The forces involved are:
- Lateral compression
- Anterior-posterior compression
- Vertical shear (along the spinal axis)
- Combined injuries
A distinction must always be made between stable and unstable pelvic fractures. Important:
- The pelvis is stable when the major structures in the posterior pelvic ring are uninjured.
- The pelvis is unstable when bony or ligamentous structures in the anterior and posterior pelvic ring have been injured.
There are various classification systems; ultimately, however, they all distinguish between stable, rotationally unstable and rotationally/vertically unstable.

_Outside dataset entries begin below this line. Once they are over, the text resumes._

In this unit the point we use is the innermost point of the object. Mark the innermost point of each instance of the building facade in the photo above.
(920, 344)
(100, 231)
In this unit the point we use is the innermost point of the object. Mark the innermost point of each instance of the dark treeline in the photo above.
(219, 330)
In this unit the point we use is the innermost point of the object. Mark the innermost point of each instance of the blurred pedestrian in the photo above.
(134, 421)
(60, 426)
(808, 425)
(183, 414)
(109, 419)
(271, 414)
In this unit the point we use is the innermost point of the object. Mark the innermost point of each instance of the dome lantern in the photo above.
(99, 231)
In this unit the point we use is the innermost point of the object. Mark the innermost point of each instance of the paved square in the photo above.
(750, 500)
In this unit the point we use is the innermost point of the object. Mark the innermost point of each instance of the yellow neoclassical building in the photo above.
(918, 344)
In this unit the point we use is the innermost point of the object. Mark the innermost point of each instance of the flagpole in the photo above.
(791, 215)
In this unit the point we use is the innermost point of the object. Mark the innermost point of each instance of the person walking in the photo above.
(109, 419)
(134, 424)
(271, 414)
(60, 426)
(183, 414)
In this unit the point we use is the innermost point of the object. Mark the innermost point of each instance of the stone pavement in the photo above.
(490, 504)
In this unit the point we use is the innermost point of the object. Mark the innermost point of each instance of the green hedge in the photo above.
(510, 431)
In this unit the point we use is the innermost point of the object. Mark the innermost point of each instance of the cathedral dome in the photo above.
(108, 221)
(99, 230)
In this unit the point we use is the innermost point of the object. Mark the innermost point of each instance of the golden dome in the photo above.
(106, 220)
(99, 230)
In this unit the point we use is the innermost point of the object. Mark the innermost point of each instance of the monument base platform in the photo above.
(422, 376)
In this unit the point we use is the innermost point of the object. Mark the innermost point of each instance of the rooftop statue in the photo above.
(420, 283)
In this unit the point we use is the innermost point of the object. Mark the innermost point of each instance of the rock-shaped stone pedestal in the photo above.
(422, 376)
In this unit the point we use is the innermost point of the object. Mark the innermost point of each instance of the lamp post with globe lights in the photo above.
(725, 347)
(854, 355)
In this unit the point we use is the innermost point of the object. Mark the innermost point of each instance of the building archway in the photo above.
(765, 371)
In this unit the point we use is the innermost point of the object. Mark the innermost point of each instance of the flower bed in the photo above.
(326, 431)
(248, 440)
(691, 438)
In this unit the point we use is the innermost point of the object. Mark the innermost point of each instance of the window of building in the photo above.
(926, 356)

Stable injuries include fractures or avulsion of the iliac wings, ischium, pubis or coccyx below the articulated joints which do not affect the stability of the pelvic ring. These injuries can often be treated without surgery. The priorities in such cases are pain management and patient mobilisation.Rotational instability exists for example when the anterior parts of the pelvis have been dislocated or the posterior structures displaced. However, the vertical stability of the pelvis is not affected. External rotation of one side of the pelvis is referred to as an open book injury (cf. fig. 5). These fractures are treated conservatively or surgically depending on the extent of the injury.
Combined injuries are the most unstable of all. They are frequently combined with additional injuries to the skeletal system and other body parts. The anterior and posterior structures of the pelvic ring are both affected. Surgery is essential in the case of rotationally and vertically unstable fractures. Depending on the injured patient’s condition, emergency external stabilisation is performed using an external or internal fixator before the definitive treatment is administered (commonly plates or screws).
Left: Computed tomography following avulsion injury of the first sacral vertebrum. Right: Postoperative x-ray following minimally invasive stabilisation using long screws inserted through small incisions in the skin.